Upstate Forever has filed an appeal and a request for pre-litigation mediation in Pickens County circuit court in response to a decision by the Pickens County Planning Commission to approve a development at the base of the Glassy Mountain Heritage Trust Preserve in Pickens County.
Upstate Forever's goal is to have this controversial proposal remanded back to the Planning Commission for closer scrutiny and more public input.
The proposed development has been the subject of local outcry since it was first made public. Glassy Mountain, a rare geologic formation known as a “monadnock,” is a Pickens County icon. The SC Department of Natural Resources preserves 65 acres of the monadnock, the Glassy Mountain Heritage Preserve, as this landform is unusual in South Carolina and harbors several rare plant species.

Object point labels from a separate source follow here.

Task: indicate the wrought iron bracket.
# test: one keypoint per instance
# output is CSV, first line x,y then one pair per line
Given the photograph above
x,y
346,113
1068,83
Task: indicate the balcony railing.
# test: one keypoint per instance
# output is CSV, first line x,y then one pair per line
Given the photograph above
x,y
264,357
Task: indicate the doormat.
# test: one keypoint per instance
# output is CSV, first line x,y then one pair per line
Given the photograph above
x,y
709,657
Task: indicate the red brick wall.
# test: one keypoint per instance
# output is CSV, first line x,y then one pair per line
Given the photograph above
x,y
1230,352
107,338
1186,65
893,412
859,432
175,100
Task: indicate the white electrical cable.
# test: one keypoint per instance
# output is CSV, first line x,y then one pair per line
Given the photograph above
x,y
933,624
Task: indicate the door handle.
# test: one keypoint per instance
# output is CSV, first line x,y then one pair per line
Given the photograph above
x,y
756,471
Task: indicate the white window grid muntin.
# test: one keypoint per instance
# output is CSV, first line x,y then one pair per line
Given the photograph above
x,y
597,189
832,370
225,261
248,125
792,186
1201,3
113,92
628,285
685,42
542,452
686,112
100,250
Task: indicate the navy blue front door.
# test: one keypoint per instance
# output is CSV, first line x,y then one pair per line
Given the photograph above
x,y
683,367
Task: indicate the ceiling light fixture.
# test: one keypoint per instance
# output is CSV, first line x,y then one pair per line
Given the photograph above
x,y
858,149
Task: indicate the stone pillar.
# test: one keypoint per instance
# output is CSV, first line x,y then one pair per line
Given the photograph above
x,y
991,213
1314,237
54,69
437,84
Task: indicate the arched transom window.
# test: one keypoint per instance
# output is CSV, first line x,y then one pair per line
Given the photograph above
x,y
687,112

Glassy Mountain is surrounded by several large, privately-owned and rural or agrarian tracts that contribute significantly to the protection of the sensitive ecosystem that surrounds it and contribute to the viewshed.
One of the surrounding tracts is slated for the development in question — a subdivision of 254 homes on 183 acres to be called the Summit at Glassy. The Pickens County Planning Commission unanimously approved the proposed development on Monday, June 12th. The Planning Commission stated that they had no grounds to oppose the development based on their current ordinances. Upstate Forever is appealing this decision.

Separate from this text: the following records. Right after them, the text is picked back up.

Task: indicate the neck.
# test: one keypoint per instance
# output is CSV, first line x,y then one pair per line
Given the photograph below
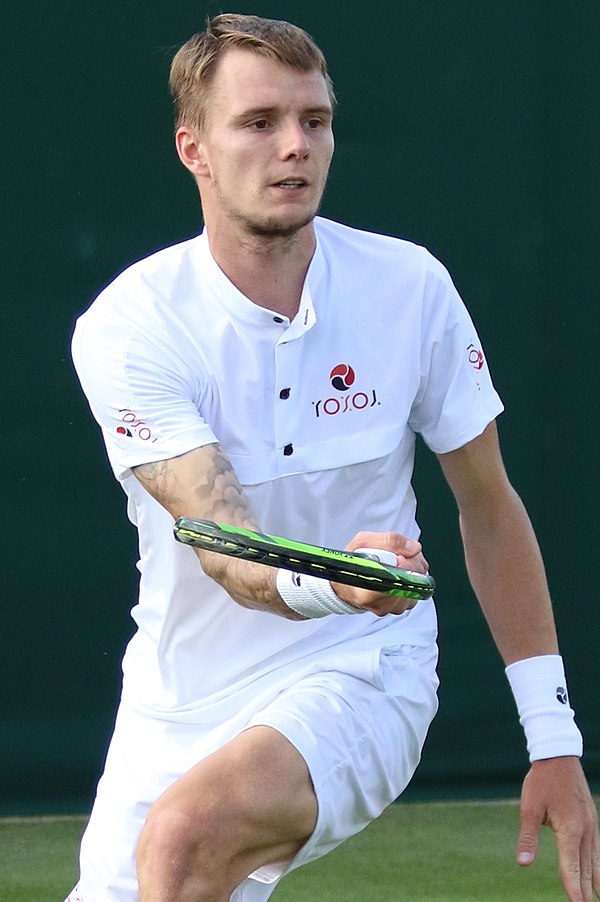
x,y
269,270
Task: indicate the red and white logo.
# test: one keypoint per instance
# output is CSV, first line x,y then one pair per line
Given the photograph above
x,y
476,358
342,378
132,425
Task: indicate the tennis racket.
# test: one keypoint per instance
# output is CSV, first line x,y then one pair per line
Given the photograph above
x,y
352,569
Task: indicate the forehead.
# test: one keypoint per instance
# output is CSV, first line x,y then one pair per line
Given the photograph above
x,y
247,80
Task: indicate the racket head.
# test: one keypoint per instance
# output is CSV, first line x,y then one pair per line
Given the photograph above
x,y
353,569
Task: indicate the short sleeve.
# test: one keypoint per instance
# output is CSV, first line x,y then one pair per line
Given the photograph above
x,y
456,398
141,394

Upstate Forever filed their appeal in conjunction with adjacent landowners Shelly Smith and Doug Hinkle. Upstate Forever, Smith and Hinkle are represented by J.J. Andrighetti of the Greenville law firm Kehl Culbertson Andrighetti LLC. The appeal is based on the Commission’s failure to consider several issues, including inadequate access roads.
“The road issue alone should have killed this project,” said Andrea Cooper, Upstate Forever’s Executive Director. “In order to meet the standards set out in the county’s own ordinance, either the developer or the taxpayers will have to spend a great deal of money to widen the two proposed access roads, North Glassy Mountain Road and Glassy Mountain Church Road. If the taxpayers foot that bill, they will be subsidizing the profits of a private developer with no return on their investment. Plus, widening either of those roads will completely change the character and development pattern in that community and based on the massive public outcry against this development, this is the last thing the community wants.”

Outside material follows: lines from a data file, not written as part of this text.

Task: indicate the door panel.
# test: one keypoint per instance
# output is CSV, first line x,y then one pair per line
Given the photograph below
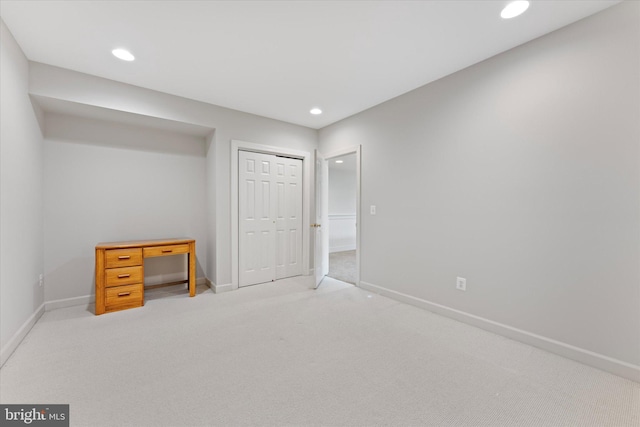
x,y
289,220
270,218
256,241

In addition to the issue of inadequate access roads, this area is not identified as a target for growth in the County’s Comprehensive Plan, which articulates the citizens’ vision for their community. Rather, the area is designated to remain a combination of farmland and moderate to large lot residential. A gated community with 254 homesites is not consistent with what the citizens want.
“Our goal is to have the Planning Commission re-evaluate the project in light of this additional information. Unfortunately, a legal challenge is the only mechanism available to move us toward that goal. We applaud the county staff and their efforts to date and we look forward to resolving this issue in a manner satisfactory to all parties while protecting the rural character of the area and the treasure that is the Glassy Mountain Heritage Trust Preserve,” said Cooper.